Citing state legislation that sank a multi-million dollar development and business plan rooted in the film industry, Missoula County on Thursday amended its sales agreement with Shadowcast Partners, hoping the company could move its proposed land purchase in another direction.
The deal extends the agreement’s financing contingency for one more month and stretches the closing date to early next year.
“It gives them more time to get everything in line,” said Dori Bownlow, director of economic development for the county.
Shadowcast Partners placed a $1.5 million offer on property in the county’s economic development district near the airport, where it planned to build and operate a $20 million media hub. The business plan would have brought large and small film and television producers to the facility, boosting local spending and providing jobs.
But the deal hinged on the outcome of legislation that sought to increase the state’s film cap to around $250 million. The bill looked promising until the end, when the legislature – prompted by Gov. Greg Gianforte – set a cap of just $12 million.

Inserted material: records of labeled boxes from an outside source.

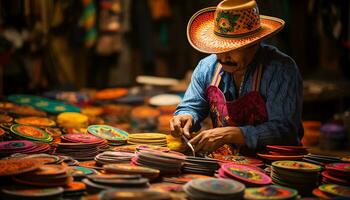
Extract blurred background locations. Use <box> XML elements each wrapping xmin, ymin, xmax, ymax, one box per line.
<box><xmin>0</xmin><ymin>0</ymin><xmax>350</xmax><ymax>144</ymax></box>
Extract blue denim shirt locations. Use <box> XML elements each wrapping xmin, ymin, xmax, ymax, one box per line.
<box><xmin>175</xmin><ymin>44</ymin><xmax>304</xmax><ymax>150</ymax></box>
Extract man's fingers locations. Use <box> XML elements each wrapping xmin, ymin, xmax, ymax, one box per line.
<box><xmin>195</xmin><ymin>133</ymin><xmax>208</xmax><ymax>151</ymax></box>
<box><xmin>169</xmin><ymin>119</ymin><xmax>175</xmax><ymax>131</ymax></box>
<box><xmin>183</xmin><ymin>119</ymin><xmax>192</xmax><ymax>138</ymax></box>
<box><xmin>190</xmin><ymin>132</ymin><xmax>203</xmax><ymax>145</ymax></box>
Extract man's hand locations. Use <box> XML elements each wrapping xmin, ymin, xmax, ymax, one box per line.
<box><xmin>190</xmin><ymin>126</ymin><xmax>244</xmax><ymax>152</ymax></box>
<box><xmin>170</xmin><ymin>115</ymin><xmax>192</xmax><ymax>138</ymax></box>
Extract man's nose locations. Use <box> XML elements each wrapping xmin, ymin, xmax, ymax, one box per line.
<box><xmin>217</xmin><ymin>53</ymin><xmax>230</xmax><ymax>62</ymax></box>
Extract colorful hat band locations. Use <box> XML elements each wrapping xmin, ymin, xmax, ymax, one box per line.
<box><xmin>214</xmin><ymin>6</ymin><xmax>261</xmax><ymax>38</ymax></box>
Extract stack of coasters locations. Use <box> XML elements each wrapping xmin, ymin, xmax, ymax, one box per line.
<box><xmin>111</xmin><ymin>144</ymin><xmax>139</xmax><ymax>153</ymax></box>
<box><xmin>150</xmin><ymin>183</ymin><xmax>186</xmax><ymax>199</ymax></box>
<box><xmin>149</xmin><ymin>94</ymin><xmax>181</xmax><ymax>106</ymax></box>
<box><xmin>99</xmin><ymin>189</ymin><xmax>173</xmax><ymax>200</ymax></box>
<box><xmin>68</xmin><ymin>166</ymin><xmax>98</xmax><ymax>181</ymax></box>
<box><xmin>0</xmin><ymin>114</ymin><xmax>13</xmax><ymax>123</ymax></box>
<box><xmin>208</xmin><ymin>154</ymin><xmax>264</xmax><ymax>167</ymax></box>
<box><xmin>88</xmin><ymin>125</ymin><xmax>129</xmax><ymax>146</ymax></box>
<box><xmin>132</xmin><ymin>150</ymin><xmax>186</xmax><ymax>175</ymax></box>
<box><xmin>182</xmin><ymin>156</ymin><xmax>220</xmax><ymax>176</ymax></box>
<box><xmin>11</xmin><ymin>124</ymin><xmax>53</xmax><ymax>143</ymax></box>
<box><xmin>271</xmin><ymin>161</ymin><xmax>321</xmax><ymax>195</ymax></box>
<box><xmin>103</xmin><ymin>164</ymin><xmax>160</xmax><ymax>179</ymax></box>
<box><xmin>184</xmin><ymin>178</ymin><xmax>245</xmax><ymax>200</ymax></box>
<box><xmin>130</xmin><ymin>106</ymin><xmax>160</xmax><ymax>131</ymax></box>
<box><xmin>218</xmin><ymin>163</ymin><xmax>271</xmax><ymax>187</ymax></box>
<box><xmin>319</xmin><ymin>122</ymin><xmax>346</xmax><ymax>150</ymax></box>
<box><xmin>303</xmin><ymin>153</ymin><xmax>342</xmax><ymax>166</ymax></box>
<box><xmin>15</xmin><ymin>117</ymin><xmax>56</xmax><ymax>127</ymax></box>
<box><xmin>0</xmin><ymin>140</ymin><xmax>50</xmax><ymax>157</ymax></box>
<box><xmin>61</xmin><ymin>133</ymin><xmax>107</xmax><ymax>146</ymax></box>
<box><xmin>12</xmin><ymin>165</ymin><xmax>72</xmax><ymax>187</ymax></box>
<box><xmin>312</xmin><ymin>184</ymin><xmax>350</xmax><ymax>199</ymax></box>
<box><xmin>0</xmin><ymin>158</ymin><xmax>42</xmax><ymax>177</ymax></box>
<box><xmin>244</xmin><ymin>185</ymin><xmax>298</xmax><ymax>200</ymax></box>
<box><xmin>63</xmin><ymin>182</ymin><xmax>86</xmax><ymax>198</ymax></box>
<box><xmin>7</xmin><ymin>95</ymin><xmax>80</xmax><ymax>114</ymax></box>
<box><xmin>157</xmin><ymin>114</ymin><xmax>173</xmax><ymax>133</ymax></box>
<box><xmin>1</xmin><ymin>185</ymin><xmax>63</xmax><ymax>200</ymax></box>
<box><xmin>0</xmin><ymin>128</ymin><xmax>6</xmax><ymax>141</ymax></box>
<box><xmin>102</xmin><ymin>104</ymin><xmax>132</xmax><ymax>123</ymax></box>
<box><xmin>257</xmin><ymin>145</ymin><xmax>308</xmax><ymax>161</ymax></box>
<box><xmin>57</xmin><ymin>112</ymin><xmax>89</xmax><ymax>128</ymax></box>
<box><xmin>20</xmin><ymin>153</ymin><xmax>62</xmax><ymax>164</ymax></box>
<box><xmin>9</xmin><ymin>105</ymin><xmax>47</xmax><ymax>117</ymax></box>
<box><xmin>128</xmin><ymin>133</ymin><xmax>167</xmax><ymax>147</ymax></box>
<box><xmin>163</xmin><ymin>174</ymin><xmax>212</xmax><ymax>184</ymax></box>
<box><xmin>321</xmin><ymin>163</ymin><xmax>350</xmax><ymax>186</ymax></box>
<box><xmin>136</xmin><ymin>144</ymin><xmax>170</xmax><ymax>152</ymax></box>
<box><xmin>43</xmin><ymin>91</ymin><xmax>91</xmax><ymax>106</ymax></box>
<box><xmin>82</xmin><ymin>175</ymin><xmax>149</xmax><ymax>194</ymax></box>
<box><xmin>95</xmin><ymin>151</ymin><xmax>135</xmax><ymax>166</ymax></box>
<box><xmin>166</xmin><ymin>135</ymin><xmax>188</xmax><ymax>152</ymax></box>
<box><xmin>94</xmin><ymin>88</ymin><xmax>128</xmax><ymax>100</ymax></box>
<box><xmin>55</xmin><ymin>134</ymin><xmax>107</xmax><ymax>160</ymax></box>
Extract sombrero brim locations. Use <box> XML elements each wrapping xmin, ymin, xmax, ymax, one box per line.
<box><xmin>187</xmin><ymin>7</ymin><xmax>285</xmax><ymax>53</ymax></box>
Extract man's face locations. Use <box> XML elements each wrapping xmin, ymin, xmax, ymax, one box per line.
<box><xmin>216</xmin><ymin>45</ymin><xmax>258</xmax><ymax>73</ymax></box>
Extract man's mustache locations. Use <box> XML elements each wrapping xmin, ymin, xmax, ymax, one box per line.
<box><xmin>219</xmin><ymin>60</ymin><xmax>237</xmax><ymax>67</ymax></box>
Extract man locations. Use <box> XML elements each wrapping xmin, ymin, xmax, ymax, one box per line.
<box><xmin>170</xmin><ymin>0</ymin><xmax>303</xmax><ymax>152</ymax></box>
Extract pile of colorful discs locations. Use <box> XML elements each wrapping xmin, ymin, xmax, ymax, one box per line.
<box><xmin>15</xmin><ymin>117</ymin><xmax>56</xmax><ymax>127</ymax></box>
<box><xmin>7</xmin><ymin>95</ymin><xmax>80</xmax><ymax>114</ymax></box>
<box><xmin>55</xmin><ymin>134</ymin><xmax>107</xmax><ymax>160</ymax></box>
<box><xmin>61</xmin><ymin>133</ymin><xmax>107</xmax><ymax>146</ymax></box>
<box><xmin>244</xmin><ymin>185</ymin><xmax>298</xmax><ymax>200</ymax></box>
<box><xmin>257</xmin><ymin>145</ymin><xmax>308</xmax><ymax>160</ymax></box>
<box><xmin>63</xmin><ymin>182</ymin><xmax>86</xmax><ymax>199</ymax></box>
<box><xmin>136</xmin><ymin>144</ymin><xmax>170</xmax><ymax>152</ymax></box>
<box><xmin>57</xmin><ymin>112</ymin><xmax>89</xmax><ymax>128</ymax></box>
<box><xmin>88</xmin><ymin>125</ymin><xmax>129</xmax><ymax>146</ymax></box>
<box><xmin>271</xmin><ymin>161</ymin><xmax>321</xmax><ymax>195</ymax></box>
<box><xmin>150</xmin><ymin>183</ymin><xmax>186</xmax><ymax>199</ymax></box>
<box><xmin>1</xmin><ymin>186</ymin><xmax>63</xmax><ymax>200</ymax></box>
<box><xmin>184</xmin><ymin>178</ymin><xmax>245</xmax><ymax>200</ymax></box>
<box><xmin>0</xmin><ymin>140</ymin><xmax>50</xmax><ymax>157</ymax></box>
<box><xmin>0</xmin><ymin>158</ymin><xmax>42</xmax><ymax>177</ymax></box>
<box><xmin>128</xmin><ymin>133</ymin><xmax>167</xmax><ymax>147</ymax></box>
<box><xmin>68</xmin><ymin>166</ymin><xmax>98</xmax><ymax>181</ymax></box>
<box><xmin>312</xmin><ymin>184</ymin><xmax>350</xmax><ymax>199</ymax></box>
<box><xmin>218</xmin><ymin>163</ymin><xmax>271</xmax><ymax>186</ymax></box>
<box><xmin>322</xmin><ymin>163</ymin><xmax>350</xmax><ymax>186</ymax></box>
<box><xmin>103</xmin><ymin>164</ymin><xmax>160</xmax><ymax>179</ymax></box>
<box><xmin>83</xmin><ymin>175</ymin><xmax>149</xmax><ymax>193</ymax></box>
<box><xmin>13</xmin><ymin>165</ymin><xmax>72</xmax><ymax>187</ymax></box>
<box><xmin>99</xmin><ymin>189</ymin><xmax>173</xmax><ymax>200</ymax></box>
<box><xmin>18</xmin><ymin>153</ymin><xmax>62</xmax><ymax>164</ymax></box>
<box><xmin>95</xmin><ymin>151</ymin><xmax>135</xmax><ymax>165</ymax></box>
<box><xmin>132</xmin><ymin>150</ymin><xmax>186</xmax><ymax>174</ymax></box>
<box><xmin>303</xmin><ymin>153</ymin><xmax>341</xmax><ymax>166</ymax></box>
<box><xmin>11</xmin><ymin>124</ymin><xmax>53</xmax><ymax>143</ymax></box>
<box><xmin>182</xmin><ymin>156</ymin><xmax>220</xmax><ymax>175</ymax></box>
<box><xmin>163</xmin><ymin>174</ymin><xmax>212</xmax><ymax>184</ymax></box>
<box><xmin>214</xmin><ymin>154</ymin><xmax>264</xmax><ymax>167</ymax></box>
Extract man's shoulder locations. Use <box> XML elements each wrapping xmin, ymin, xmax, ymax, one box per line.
<box><xmin>262</xmin><ymin>45</ymin><xmax>298</xmax><ymax>72</ymax></box>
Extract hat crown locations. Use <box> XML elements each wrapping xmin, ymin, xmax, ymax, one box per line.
<box><xmin>214</xmin><ymin>0</ymin><xmax>260</xmax><ymax>37</ymax></box>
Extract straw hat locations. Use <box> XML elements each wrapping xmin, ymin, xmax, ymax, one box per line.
<box><xmin>187</xmin><ymin>0</ymin><xmax>284</xmax><ymax>53</ymax></box>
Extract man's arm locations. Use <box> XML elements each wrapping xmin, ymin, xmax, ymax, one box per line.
<box><xmin>239</xmin><ymin>60</ymin><xmax>303</xmax><ymax>149</ymax></box>
<box><xmin>174</xmin><ymin>57</ymin><xmax>213</xmax><ymax>131</ymax></box>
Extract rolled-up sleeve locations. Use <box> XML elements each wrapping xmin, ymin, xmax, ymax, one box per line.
<box><xmin>239</xmin><ymin>60</ymin><xmax>303</xmax><ymax>150</ymax></box>
<box><xmin>174</xmin><ymin>60</ymin><xmax>211</xmax><ymax>131</ymax></box>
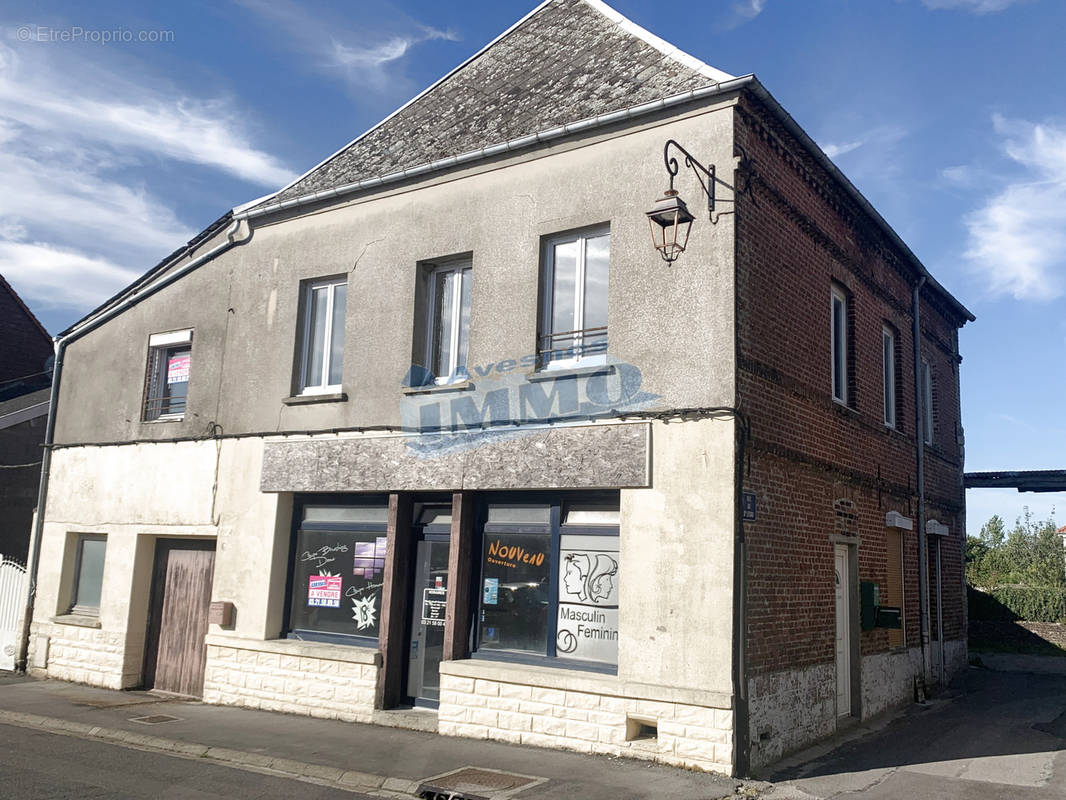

The cap is primarily consumed by one or two productions, leaving little else in the hopper for other studios.
“Our governor, who is all about keeping us competitive, apparently doesn’t see the film industry as one where we should be competitive, and given the chance, closed the door on it,” said Commissioner Josh Slotnick. “To say it’s a bummer doesn’t quite get there.”
With the failure of the film cap, Shadowcast Partners pulled the plug on the Montana Media Hub, saying it was no longer viable. But the company is still interested in the county property and indicated on Thursday that it planned to move ahead with another business proposal.
“After focusing really entirely on one thing and finding out it wouldn’t work, we’ve done all we can to rapidly pivot and explore alternative opportunities that we think will fit that restrictive (county) zoning,” said Shadowcast member Adam Graham. “We think we have options and ideas and the interest from groups we believe can fit that.”
Given the property sits in a Targeted Economic Development District, it comes with certain zoning requirements that lie beyond the county’s control. That zoning limits what Shadowcast Partners can place on the property.
But Josh Schrader, a member of the development team, said Shadowcast has reached out to the Montana High Tech Business Alliance, Early Stage Montana, the Missoula Economic Partnership and area brokers to explore other uses of the property beyond film production.
“We have some indications of interest,” he said. “Some don’t meet the zoning requirements and some we think may. We’re exploring those.”
Schrader didn’t disclose areas of interest or future proposals but said Shadowcast plans to meet with Missoula County planning this week to explore the property’s zoning limitations.
Commissioners said they’re eager for Shadowcast to find success on the site.
“If this wasn’t in the tech district, the zoning would be much different,” Slotnick said. “If this was zoning in other parts of the county, maybe we could do a variance. But we don’t have any flexibility. We’re in a tight legal box here but we’ll push the very edge of it to make sure you have a project and hire people and see some economic development.”
The local economic impacts of the Montana Media Hub would have included new jobs, the purchase of local goods, a demand for air service and greater hotel occupancy, among other benefits.
It also would have prompted more film-induced tourism and boosted Missoula’s arts and culture. And while Shadowcast is moving in another direction due to the state’s paltry film cap, Missoula County remains displeased with the Legislature’s anti-business bill.
“Missoula County is disappointed, among a string of disappointments, with our Legislature over this move,” said Commissioner Dave Strohmaier. “In the mean time, we’d love to see a success story come out of this.”